“Quality never ends… despite the years” Once more, Jack Bruce & Robin Trower gigging this 2009 at Holland “Lives of Clay”
Unusual… only bass, guitar, drums and vocals, and how noble and spiritual music; simple, yet addictive – amazing potential – as in the good old days…
Jack Bruce was above all a bass virtuoso, but also a talented vocalist, pianist, composer, and record producer.
In 1960, he won a scholarship to study at the Royal Scottish Academy of Music at the faculties of composition and cello play, but shortly thereafter, he left school. From 1962, as a bass player, he played with bands of giants of British blues and rock: Alexis Korner, Graham Bond, John Mayall and Manfred Mann. In the years 1966-1968 he was a bassist, vocalist and also a composer of the repertoire of the Cream supergroup – one of the most important formations in the history of British pop music.

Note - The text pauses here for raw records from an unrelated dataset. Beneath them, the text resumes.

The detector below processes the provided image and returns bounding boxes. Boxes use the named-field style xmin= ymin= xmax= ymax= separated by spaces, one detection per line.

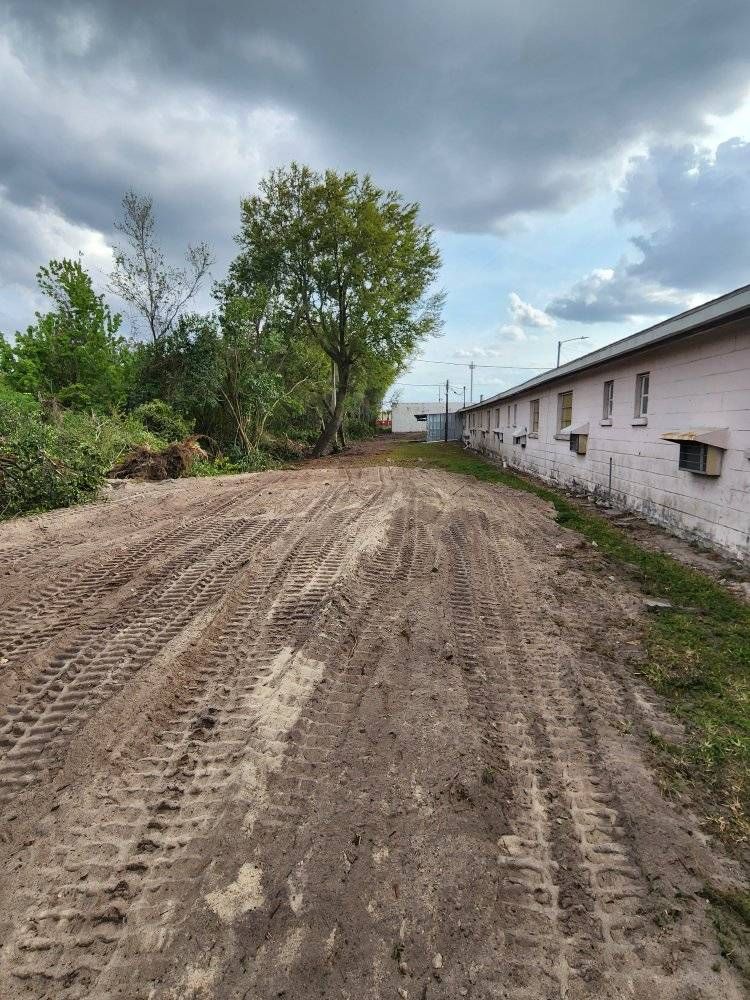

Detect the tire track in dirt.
xmin=0 ymin=476 xmax=390 ymax=996
xmin=0 ymin=468 xmax=741 ymax=1000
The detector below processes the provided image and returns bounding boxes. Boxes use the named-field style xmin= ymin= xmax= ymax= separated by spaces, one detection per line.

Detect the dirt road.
xmin=0 ymin=467 xmax=743 ymax=1000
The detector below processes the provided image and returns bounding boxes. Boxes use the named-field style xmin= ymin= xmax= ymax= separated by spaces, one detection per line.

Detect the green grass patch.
xmin=382 ymin=442 xmax=750 ymax=842
xmin=702 ymin=885 xmax=750 ymax=986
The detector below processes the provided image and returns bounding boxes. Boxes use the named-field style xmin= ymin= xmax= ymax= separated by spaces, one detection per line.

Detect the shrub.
xmin=0 ymin=384 xmax=164 ymax=517
xmin=132 ymin=399 xmax=194 ymax=442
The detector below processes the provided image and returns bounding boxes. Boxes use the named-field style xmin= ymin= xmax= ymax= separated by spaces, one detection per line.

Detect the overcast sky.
xmin=0 ymin=0 xmax=750 ymax=399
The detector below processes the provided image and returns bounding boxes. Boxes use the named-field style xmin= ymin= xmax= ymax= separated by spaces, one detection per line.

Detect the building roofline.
xmin=459 ymin=285 xmax=750 ymax=413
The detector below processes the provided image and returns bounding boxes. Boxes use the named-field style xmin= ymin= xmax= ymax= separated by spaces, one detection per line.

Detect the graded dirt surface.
xmin=0 ymin=464 xmax=744 ymax=1000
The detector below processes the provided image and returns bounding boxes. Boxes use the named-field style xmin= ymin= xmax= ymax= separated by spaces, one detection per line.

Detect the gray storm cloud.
xmin=547 ymin=139 xmax=750 ymax=323
xmin=0 ymin=0 xmax=750 ymax=336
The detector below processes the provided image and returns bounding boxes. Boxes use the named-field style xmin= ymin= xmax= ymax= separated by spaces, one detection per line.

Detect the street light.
xmin=555 ymin=337 xmax=589 ymax=368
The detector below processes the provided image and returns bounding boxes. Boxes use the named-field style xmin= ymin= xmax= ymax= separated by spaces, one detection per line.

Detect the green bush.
xmin=0 ymin=384 xmax=164 ymax=518
xmin=132 ymin=399 xmax=193 ymax=443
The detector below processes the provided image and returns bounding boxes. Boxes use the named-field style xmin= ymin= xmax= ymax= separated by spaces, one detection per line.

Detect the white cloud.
xmin=509 ymin=292 xmax=555 ymax=328
xmin=547 ymin=138 xmax=750 ymax=323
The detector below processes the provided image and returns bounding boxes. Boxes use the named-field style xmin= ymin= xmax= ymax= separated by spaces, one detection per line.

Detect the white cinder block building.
xmin=462 ymin=286 xmax=750 ymax=559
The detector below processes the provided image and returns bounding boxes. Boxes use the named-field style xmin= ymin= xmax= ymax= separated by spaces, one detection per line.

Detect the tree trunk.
xmin=312 ymin=365 xmax=349 ymax=458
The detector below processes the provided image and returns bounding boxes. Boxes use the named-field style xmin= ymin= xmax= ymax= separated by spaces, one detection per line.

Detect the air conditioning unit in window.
xmin=662 ymin=427 xmax=729 ymax=476
xmin=570 ymin=424 xmax=589 ymax=455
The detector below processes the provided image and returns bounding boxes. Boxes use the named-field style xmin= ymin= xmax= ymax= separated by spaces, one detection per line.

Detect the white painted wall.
xmin=391 ymin=402 xmax=461 ymax=434
xmin=464 ymin=320 xmax=750 ymax=558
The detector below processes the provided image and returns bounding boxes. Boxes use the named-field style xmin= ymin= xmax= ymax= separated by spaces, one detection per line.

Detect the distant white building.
xmin=462 ymin=286 xmax=750 ymax=559
xmin=391 ymin=401 xmax=461 ymax=434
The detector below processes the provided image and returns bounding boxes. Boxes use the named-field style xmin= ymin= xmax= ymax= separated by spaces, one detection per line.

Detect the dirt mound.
xmin=110 ymin=437 xmax=208 ymax=481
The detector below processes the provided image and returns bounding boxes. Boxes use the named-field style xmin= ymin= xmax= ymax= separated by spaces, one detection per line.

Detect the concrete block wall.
xmin=464 ymin=321 xmax=750 ymax=559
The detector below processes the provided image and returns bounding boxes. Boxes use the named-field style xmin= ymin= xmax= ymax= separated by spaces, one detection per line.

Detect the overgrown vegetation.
xmin=0 ymin=164 xmax=442 ymax=517
xmin=0 ymin=382 xmax=164 ymax=518
xmin=387 ymin=443 xmax=750 ymax=844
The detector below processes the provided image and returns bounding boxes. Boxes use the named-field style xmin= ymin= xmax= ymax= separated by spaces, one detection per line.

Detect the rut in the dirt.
xmin=0 ymin=468 xmax=742 ymax=1000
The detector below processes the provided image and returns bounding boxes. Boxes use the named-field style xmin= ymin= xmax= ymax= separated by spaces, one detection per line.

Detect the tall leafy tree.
xmin=229 ymin=164 xmax=443 ymax=455
xmin=110 ymin=191 xmax=213 ymax=342
xmin=0 ymin=259 xmax=132 ymax=409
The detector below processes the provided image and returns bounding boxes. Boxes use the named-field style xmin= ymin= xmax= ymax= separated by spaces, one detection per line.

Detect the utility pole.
xmin=555 ymin=337 xmax=589 ymax=368
xmin=445 ymin=379 xmax=449 ymax=443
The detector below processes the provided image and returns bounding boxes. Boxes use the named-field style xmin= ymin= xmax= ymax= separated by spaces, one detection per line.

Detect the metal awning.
xmin=661 ymin=427 xmax=729 ymax=450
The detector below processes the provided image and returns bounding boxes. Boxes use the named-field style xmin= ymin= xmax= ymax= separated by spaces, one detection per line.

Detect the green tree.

In his works from the turn of the 1960s and 1970s, he continued his previous musical quests. His repertoire includes blues, rock, romantic ballad, soul, funk, and recordings inspired by modern jazz.
Robin Trower is often compared to Jimi Hendrix. Besides, the artist himself never hid his fascination with Hendrix. This great guitarist was born in 1945. In 1967 he joined the group Procol Harum. This happens more or less at the time of recording the famous hit of the flu – “A Whiter Shade Of Pale”. Together with the band Trower, he records such well-known albums as “Procol Harum”, “Shine On Brightly” and “A Salty Dog”. Trower finally leaves Procol Harum in 1973 to record his first solo album, Twice Removed From Yesterday. In 1974, it’s probably the best album of the artist “Bridge Of Sighs”. In the eighties, Trower tried to create compositions with a more blues character.
Trower has described James Brown as his “big hero”, particularly Brown’s early work “where blues is crossing over into rock and roll”.